Après Ulysse, une chorégraphie-culte, créée en 1981 et reprise récemment, Jean-Claude Gallotta imagine, en miroir, Pénélope, un ballet que transcende l’élan de vie. Au blanc du premier répond le noir du second. Une belle odyssée vers des rivages où la femme s’affirme comme maîtresse de son destin.

Pénélope: ce coeur qui bat

Héroïne homérique, figure de la ruse et de la fidélité, Pénélope est restée célèbre par-delà les siècles. Depuis vingt ans, Ulysse est absent d’Ithaque. La guerre de Troie et sa difficile odyssée pour retrouver sa patrie, donnent à penser à certains que le roi est mort. Seule, face aux prétendants au trône qui la pressent de céder à leurs sollicitations, la reine, acculée, invente un stratagème. Elle envisagera d’en épouser un quand le linceul de son beau-père Laërte sera achevé. Mais, ce qu’elle tisse le jour est défait la nuit. 

 

Jean-Claude Gallotta, fondateur avec Mathilde Altaraz, du groupe Emile Dubois, en donnant un versant féminin à son mythique Ulysse, ne succombe pas à l’écueil de l’illustration. Le plateau est noir, intemporel.  Une diagonale lumineuse légèrement décentrée découpe l’espace. Pénélope n’est pas une. Cinq danseuses démultiplient son image. Tandis que cinq danseurs leur font face. Bâtie en quatre actes, Les Prétendants, Les Guerrières, Les Indociles, Les Réconciliés, suivis d’un Epilogue, la pièce laisse la danse exprimer le désir, la rébellion et la force de l’élan de vie. 

 

Pénélope, c’est avant tout un coeur qui bat. Avec vivacité, les courses, les marches, les porters s’enchaînent.  La gestuelle est alerte, précise, calibrée par l’énergie qui se déploie sans discontinuer sur scène. Duos, trios, ensembles, se font et se refont, rebattant sans cesse les cartes d’une lutte pour que la lumière l’emporte sur les ténèbres.

« Nous sommes ce que nous dansons »

Nimbés par les belles lumières de Manuel Bernard, les corps des danseurs habillés de noir ( Chiraz Sedouga) font l’expérience d’une traversée des émotions. La danse donne à voir la séduction, le désir, la révolte, la réconciliation, et la ferveur d’être ensemble, vivants, dans un clair-obscur que des teintes orangées rehaussent.
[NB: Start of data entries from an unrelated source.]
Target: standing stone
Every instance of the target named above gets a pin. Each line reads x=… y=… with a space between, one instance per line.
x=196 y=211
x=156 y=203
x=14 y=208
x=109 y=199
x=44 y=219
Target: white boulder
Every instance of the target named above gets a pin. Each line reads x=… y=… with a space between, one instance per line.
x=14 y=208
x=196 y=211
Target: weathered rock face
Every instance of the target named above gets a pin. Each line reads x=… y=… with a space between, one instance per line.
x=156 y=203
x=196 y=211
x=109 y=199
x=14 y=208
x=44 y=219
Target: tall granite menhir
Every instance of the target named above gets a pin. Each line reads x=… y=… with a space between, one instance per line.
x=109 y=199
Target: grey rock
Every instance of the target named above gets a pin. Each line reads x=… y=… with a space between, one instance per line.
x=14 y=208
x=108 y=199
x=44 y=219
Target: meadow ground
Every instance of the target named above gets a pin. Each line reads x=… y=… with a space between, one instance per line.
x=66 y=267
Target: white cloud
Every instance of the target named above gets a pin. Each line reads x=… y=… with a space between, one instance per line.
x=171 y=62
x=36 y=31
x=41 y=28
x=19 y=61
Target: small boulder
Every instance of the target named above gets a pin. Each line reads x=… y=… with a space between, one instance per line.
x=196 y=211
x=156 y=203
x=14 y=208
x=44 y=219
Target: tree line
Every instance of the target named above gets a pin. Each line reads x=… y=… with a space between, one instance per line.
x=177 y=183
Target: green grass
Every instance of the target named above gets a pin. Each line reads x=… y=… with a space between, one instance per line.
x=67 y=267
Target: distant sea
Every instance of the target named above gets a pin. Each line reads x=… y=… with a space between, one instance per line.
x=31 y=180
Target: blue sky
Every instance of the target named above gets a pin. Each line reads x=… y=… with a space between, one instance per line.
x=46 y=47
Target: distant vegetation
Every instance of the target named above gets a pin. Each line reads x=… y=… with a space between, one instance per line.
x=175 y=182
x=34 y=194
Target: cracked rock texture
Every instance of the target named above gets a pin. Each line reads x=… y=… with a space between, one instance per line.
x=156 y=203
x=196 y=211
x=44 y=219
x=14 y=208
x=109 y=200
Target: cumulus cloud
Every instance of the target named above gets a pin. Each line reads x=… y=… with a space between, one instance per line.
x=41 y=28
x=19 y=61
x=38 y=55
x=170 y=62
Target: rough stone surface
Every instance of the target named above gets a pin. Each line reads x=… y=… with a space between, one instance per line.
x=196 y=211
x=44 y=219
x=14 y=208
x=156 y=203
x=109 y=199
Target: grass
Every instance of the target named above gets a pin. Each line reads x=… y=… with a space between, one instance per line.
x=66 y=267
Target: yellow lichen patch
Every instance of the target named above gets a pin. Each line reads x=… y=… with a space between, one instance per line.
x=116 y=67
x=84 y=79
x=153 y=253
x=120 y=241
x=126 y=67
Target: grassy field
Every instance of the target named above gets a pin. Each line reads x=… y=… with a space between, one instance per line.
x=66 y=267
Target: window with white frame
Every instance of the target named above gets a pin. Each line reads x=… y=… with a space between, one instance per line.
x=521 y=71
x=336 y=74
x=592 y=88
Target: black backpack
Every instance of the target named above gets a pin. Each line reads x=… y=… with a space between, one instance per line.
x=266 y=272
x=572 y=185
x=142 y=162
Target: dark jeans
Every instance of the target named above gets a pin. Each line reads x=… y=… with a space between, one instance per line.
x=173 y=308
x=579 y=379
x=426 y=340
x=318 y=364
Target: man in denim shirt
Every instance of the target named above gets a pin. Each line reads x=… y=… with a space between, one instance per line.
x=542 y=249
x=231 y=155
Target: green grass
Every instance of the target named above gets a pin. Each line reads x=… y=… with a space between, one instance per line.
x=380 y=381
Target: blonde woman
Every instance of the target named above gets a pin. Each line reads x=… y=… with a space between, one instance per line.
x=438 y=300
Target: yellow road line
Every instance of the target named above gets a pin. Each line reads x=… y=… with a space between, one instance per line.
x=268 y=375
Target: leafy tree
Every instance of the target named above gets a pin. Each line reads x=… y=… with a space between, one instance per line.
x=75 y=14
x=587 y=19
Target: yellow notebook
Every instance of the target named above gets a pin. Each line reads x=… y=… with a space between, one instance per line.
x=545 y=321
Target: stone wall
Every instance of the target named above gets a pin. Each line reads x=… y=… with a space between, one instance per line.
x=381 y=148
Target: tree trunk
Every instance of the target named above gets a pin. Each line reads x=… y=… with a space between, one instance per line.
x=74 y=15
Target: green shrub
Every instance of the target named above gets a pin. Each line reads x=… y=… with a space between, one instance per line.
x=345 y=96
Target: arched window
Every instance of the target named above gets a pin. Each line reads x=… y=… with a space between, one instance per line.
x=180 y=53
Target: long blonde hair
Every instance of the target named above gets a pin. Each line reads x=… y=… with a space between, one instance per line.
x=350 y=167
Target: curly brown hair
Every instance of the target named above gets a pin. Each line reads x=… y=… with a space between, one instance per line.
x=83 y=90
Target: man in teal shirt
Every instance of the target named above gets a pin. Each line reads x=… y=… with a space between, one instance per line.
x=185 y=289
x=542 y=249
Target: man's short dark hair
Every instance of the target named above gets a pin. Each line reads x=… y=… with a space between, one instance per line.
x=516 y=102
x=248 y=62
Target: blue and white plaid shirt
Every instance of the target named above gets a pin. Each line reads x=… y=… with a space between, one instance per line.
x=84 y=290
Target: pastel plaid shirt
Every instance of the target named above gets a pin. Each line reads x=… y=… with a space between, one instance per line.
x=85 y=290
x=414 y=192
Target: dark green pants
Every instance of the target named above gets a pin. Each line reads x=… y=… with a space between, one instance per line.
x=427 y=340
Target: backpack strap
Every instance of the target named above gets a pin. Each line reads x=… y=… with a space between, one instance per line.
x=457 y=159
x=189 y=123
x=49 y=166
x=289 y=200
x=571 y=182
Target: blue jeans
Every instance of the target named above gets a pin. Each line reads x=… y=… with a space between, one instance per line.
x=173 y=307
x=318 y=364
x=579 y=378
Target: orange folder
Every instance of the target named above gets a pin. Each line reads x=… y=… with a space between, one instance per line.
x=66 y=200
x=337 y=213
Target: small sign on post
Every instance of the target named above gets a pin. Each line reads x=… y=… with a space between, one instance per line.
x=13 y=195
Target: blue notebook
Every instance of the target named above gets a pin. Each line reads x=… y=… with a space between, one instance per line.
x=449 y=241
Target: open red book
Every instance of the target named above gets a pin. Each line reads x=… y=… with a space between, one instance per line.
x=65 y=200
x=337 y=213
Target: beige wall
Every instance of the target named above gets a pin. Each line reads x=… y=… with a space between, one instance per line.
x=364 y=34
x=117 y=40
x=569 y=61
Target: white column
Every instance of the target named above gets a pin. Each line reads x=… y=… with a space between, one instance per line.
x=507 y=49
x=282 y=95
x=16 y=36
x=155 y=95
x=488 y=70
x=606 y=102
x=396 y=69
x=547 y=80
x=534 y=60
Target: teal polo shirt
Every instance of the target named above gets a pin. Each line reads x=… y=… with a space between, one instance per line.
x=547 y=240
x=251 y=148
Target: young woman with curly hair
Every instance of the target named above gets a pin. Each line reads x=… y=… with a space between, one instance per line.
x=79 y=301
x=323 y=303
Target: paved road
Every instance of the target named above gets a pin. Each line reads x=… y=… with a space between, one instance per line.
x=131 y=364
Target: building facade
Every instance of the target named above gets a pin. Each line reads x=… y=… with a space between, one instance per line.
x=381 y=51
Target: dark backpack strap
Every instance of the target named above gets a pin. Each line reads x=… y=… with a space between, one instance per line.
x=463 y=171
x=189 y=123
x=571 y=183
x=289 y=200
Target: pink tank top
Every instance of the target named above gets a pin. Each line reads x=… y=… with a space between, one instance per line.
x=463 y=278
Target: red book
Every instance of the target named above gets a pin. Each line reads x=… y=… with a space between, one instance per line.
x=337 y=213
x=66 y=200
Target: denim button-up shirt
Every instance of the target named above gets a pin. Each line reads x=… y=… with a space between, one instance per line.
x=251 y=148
Pourtant, chaque danseur semble exister dans sa différence et son interprétation du mouvement. Parmi cet ensemble virevoltant, se détache la haute silhouette de Thierry Verger. Sa gestuelle séduit autant par sa précision que par son élégance. Axelle André, Naïs Arlaud, Alice Botelho, Bernardita Moya Alcalde et Clara Protar forment un quintette puissant. Figures d’une même femme rebelle, guerrière et indocile, les danseuses impressionnent par la force de leur engagement. Par le geste, pouce et index collés qui étire un fil invisible vers le ciel, elles renouent avec leurs soeurs ancestrales, les Parques. Ce geste est d’ailleurs, celui choisi par Jean-Claude Gallotta comme image finale. Les dix danseurs, face public, hommes et femmes habillés semblablement, le reproduisent dans un partage ultime et apaisé.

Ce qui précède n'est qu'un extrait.